A entrevista de Anabela Borba pode ser ouvida na integra aqui no sítio Igreja Açores a partir do meio dia, neste domingo, em que o Papa alerta para as consequências sociais e económicas da pandemia, pedindo uma nova abordagem na luta contra a pobreza, na sua mensagem para o V Dia Mundial dos Pobres, que a Igreja Católica celebra este domingo.

“A pandemia continua a bater à porta de milhões de pessoas e, mesmo quando não traz consigo o sofrimento e a morte, é portadora de pobreza. Os pobres têm aumentado desmesuradamente e o mesmo, infelizmente, continuará a verificar-se ainda nos próximos meses”, escreve Francisco.
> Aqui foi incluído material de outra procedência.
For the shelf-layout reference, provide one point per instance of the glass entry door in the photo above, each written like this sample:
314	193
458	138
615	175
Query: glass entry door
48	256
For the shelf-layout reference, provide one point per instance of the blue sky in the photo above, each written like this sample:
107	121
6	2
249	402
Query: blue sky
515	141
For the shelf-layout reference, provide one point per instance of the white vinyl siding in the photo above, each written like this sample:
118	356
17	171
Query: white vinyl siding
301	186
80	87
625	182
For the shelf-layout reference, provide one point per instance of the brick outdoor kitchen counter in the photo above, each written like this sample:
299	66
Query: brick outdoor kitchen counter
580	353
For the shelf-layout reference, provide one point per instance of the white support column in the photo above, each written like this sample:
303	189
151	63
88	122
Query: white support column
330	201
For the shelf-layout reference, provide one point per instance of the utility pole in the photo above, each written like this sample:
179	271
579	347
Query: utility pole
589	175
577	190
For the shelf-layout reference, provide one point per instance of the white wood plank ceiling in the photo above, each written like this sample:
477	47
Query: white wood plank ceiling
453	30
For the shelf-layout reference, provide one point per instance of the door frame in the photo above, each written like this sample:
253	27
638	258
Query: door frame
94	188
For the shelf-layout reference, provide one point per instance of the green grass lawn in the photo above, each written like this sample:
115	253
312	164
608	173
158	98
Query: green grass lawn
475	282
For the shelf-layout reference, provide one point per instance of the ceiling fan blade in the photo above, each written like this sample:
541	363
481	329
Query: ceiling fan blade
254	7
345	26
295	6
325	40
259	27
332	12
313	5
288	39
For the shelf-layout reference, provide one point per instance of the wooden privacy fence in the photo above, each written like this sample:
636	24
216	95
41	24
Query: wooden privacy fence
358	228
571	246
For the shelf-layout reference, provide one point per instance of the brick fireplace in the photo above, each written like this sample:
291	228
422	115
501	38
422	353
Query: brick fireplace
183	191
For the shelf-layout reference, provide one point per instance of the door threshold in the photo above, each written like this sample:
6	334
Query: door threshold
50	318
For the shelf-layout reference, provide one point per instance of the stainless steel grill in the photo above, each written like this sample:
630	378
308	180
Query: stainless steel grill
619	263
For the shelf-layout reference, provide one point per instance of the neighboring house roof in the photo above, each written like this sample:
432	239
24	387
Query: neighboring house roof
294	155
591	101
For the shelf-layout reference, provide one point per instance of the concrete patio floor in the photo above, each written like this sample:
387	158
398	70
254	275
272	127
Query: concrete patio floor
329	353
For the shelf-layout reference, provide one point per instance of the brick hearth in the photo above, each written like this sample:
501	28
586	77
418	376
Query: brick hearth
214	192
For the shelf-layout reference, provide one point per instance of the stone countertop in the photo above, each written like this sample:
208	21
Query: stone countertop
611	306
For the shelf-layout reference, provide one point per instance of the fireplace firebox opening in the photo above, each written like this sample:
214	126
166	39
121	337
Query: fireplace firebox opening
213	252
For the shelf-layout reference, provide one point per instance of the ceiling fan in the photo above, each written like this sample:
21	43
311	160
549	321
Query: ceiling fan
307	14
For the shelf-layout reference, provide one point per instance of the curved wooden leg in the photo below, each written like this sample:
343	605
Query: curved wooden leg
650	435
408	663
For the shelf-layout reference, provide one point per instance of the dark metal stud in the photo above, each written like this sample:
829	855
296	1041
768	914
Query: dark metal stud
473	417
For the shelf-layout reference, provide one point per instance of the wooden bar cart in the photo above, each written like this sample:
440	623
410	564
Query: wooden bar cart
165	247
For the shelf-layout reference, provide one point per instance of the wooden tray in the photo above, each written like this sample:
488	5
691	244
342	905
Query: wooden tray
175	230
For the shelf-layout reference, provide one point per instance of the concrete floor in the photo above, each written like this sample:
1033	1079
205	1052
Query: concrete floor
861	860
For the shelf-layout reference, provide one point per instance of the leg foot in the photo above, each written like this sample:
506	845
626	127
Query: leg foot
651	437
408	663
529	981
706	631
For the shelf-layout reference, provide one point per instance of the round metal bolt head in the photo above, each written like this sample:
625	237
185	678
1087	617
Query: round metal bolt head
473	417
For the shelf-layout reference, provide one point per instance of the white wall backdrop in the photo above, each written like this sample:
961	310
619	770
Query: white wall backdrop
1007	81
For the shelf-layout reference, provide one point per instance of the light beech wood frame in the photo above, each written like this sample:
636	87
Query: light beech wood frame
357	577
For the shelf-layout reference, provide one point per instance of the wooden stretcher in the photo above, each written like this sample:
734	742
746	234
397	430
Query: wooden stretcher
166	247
O texto tem como tema ‘Sempre tereis pobres entre vós’, inspirado numa passagem do Evangelho segundo São Marcos (Mc 14, 7).

O Papa aborda a multiplicação de novas formas de pobreza, questionando discursos políticos que fazem dos pobres “responsáveis pela sua condição” e mesmo um “peso intolerável” para o sistema económico.
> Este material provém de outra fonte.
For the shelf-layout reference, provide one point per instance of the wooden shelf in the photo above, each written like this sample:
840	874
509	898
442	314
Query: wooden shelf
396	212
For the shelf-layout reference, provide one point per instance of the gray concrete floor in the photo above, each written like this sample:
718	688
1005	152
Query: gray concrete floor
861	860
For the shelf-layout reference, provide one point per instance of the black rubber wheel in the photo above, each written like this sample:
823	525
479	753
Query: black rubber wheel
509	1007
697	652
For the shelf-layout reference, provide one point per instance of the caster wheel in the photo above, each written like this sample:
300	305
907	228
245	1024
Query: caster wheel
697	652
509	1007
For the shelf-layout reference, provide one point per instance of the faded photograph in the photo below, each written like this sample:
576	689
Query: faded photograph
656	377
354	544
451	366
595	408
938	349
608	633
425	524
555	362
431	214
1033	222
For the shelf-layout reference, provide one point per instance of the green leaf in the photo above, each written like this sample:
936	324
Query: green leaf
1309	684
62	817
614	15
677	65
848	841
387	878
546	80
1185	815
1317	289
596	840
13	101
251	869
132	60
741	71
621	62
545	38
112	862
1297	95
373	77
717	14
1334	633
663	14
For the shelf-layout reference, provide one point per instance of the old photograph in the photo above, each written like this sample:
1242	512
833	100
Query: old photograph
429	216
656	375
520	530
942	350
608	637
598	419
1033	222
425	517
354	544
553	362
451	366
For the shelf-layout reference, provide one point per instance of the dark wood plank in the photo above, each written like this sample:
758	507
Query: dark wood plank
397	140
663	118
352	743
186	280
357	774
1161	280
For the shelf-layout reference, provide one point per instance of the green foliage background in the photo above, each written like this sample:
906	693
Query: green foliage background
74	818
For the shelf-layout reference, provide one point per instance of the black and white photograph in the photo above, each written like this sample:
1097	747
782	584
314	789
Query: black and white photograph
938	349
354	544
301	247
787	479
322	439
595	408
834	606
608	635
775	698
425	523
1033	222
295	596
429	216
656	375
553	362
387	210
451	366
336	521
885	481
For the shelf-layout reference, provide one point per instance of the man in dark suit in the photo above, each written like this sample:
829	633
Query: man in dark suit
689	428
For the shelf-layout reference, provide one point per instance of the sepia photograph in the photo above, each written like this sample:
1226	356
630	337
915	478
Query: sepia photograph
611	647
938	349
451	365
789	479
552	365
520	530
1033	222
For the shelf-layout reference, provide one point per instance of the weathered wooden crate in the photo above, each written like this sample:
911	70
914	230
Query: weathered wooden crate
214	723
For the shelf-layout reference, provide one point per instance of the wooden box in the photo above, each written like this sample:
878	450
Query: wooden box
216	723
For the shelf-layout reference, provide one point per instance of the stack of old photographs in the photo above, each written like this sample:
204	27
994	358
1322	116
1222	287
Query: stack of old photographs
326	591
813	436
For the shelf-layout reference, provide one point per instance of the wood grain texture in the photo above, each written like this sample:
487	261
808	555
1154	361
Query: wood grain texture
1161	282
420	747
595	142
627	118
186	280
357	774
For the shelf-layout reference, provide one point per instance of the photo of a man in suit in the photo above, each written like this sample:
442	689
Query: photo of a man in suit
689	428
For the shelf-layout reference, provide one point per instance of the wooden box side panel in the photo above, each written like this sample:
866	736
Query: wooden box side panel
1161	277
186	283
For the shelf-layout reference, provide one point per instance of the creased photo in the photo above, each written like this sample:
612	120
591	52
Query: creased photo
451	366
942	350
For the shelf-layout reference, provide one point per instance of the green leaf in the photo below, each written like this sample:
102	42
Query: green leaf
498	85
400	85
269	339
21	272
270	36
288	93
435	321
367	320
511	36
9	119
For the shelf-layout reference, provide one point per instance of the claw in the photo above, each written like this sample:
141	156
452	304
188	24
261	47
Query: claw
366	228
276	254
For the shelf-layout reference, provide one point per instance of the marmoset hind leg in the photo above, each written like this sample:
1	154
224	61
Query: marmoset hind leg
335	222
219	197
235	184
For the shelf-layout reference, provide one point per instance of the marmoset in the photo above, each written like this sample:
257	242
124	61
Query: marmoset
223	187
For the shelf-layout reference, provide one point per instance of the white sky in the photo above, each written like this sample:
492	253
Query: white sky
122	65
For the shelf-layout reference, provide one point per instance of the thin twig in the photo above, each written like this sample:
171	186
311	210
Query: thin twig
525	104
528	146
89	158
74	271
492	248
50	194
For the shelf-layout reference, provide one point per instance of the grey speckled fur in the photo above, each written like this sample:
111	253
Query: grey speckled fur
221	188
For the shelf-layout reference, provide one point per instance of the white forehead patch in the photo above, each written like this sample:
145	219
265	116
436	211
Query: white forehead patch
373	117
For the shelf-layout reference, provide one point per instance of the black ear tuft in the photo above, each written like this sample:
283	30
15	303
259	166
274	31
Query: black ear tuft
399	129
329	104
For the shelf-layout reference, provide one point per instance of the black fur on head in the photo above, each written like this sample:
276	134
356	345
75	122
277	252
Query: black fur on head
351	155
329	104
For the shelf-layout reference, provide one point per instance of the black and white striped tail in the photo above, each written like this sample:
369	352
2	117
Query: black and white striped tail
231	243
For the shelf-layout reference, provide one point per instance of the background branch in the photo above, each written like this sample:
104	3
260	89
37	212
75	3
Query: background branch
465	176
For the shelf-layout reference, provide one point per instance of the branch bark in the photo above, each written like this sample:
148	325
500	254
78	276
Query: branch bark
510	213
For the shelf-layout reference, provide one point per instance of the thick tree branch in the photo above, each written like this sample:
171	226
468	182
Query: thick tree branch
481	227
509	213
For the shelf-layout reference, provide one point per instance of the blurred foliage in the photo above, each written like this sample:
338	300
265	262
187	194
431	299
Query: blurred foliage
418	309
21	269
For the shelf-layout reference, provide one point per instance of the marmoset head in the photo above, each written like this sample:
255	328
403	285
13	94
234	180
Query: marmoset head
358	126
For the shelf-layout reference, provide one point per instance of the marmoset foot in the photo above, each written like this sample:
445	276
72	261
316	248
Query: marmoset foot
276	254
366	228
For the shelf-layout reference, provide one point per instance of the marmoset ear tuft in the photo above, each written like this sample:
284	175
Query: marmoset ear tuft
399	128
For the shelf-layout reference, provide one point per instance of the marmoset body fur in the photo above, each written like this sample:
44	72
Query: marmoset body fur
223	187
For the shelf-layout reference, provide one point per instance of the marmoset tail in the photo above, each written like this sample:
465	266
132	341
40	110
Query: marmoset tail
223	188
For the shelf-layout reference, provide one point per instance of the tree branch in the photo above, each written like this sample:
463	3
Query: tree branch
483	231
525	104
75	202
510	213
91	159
Um estilo de vida individualista é cúmplice na geração da pobreza e, muitas vezes, descarrega sobre os pobres toda a responsabilidade da sua condição. Mas a pobreza não é fruto do destino; é consequência do egoísmo”.

Francisco aponta o dedo a agentes económicos e financeiros “sem escrúpulos”, sem “sentido humanitário e responsabilidade social”.

“Um mercado que ignora ou discrimina os princípios éticos cria condições desumanas que se abatem sobre pessoas que já vivem em condições precárias”, acrescenta.

A situação global, indica, foi agravada pela crise da Covid-19, que exige, segundo o Papa respostas concretas para o desemprego, com mais solidariedade social e promoção humana.

A mensagem deixa alertas para o interior da Igreja Católica, destacando que os pobres não são pessoas “externas” à comunidade, mas “irmãos e irmãs cujo sofrimento se partilha, para abrandar o seu mal e a marginalização, a fim de lhes ser devolvida a dignidade perdida e garantida a necessária inclusão social”.

“Aliás sabe-se que um gesto de beneficência pressupõe um benfeitor e um beneficiado, enquanto a partilha gera fraternidade. A esmola é ocasional, ao passo que a partilha é duradoura. A primeira corre o risco de gratificar quem a dá e humilhar quem a recebe, enquanto a segunda reforça a solidariedade e cria as premissas necessárias para se alcançar a justiça”, aponta.

Não se trata de serenar a nossa consciência dando qualquer esmola, mas antes de contrariar a cultura da indiferença e da injustiça com que se olha os pobres”.

A mensagem questiona o tipo de resposta que tem sido dada a milhões de pobres, muitas vezes deixados na “indiferença, quando não a aversão”, defendendo um maior protagonismo dos que são desfavorecidos na criação de novas políticas de solidariedade e a partilha.

“Impõe-se uma abordagem diferente da pobreza. É um desafio que os governos e as instituições mundiais precisam de perfilhar, com um modelo social clarividente, capaz de enfrentar as novas formas de pobreza que invadem o mundo e marcarão de maneira decisiva as próximas décadas”, sustenta o pontífice.

Francisco insiste na ideia de evitar a culpabilização das pobres pela sua condição, considerando que este discurso coloca em causa “o próprio conceito de democracia”.

“Servir eficazmente os pobres incita à ação e permite encontrar as formas mais adequadas para levantar e promover esta parte da humanidade, demasiadas vezes anónima e sem voz, mas que em si mesma traz impresso o rosto do Salvador que pede ajuda”, refere.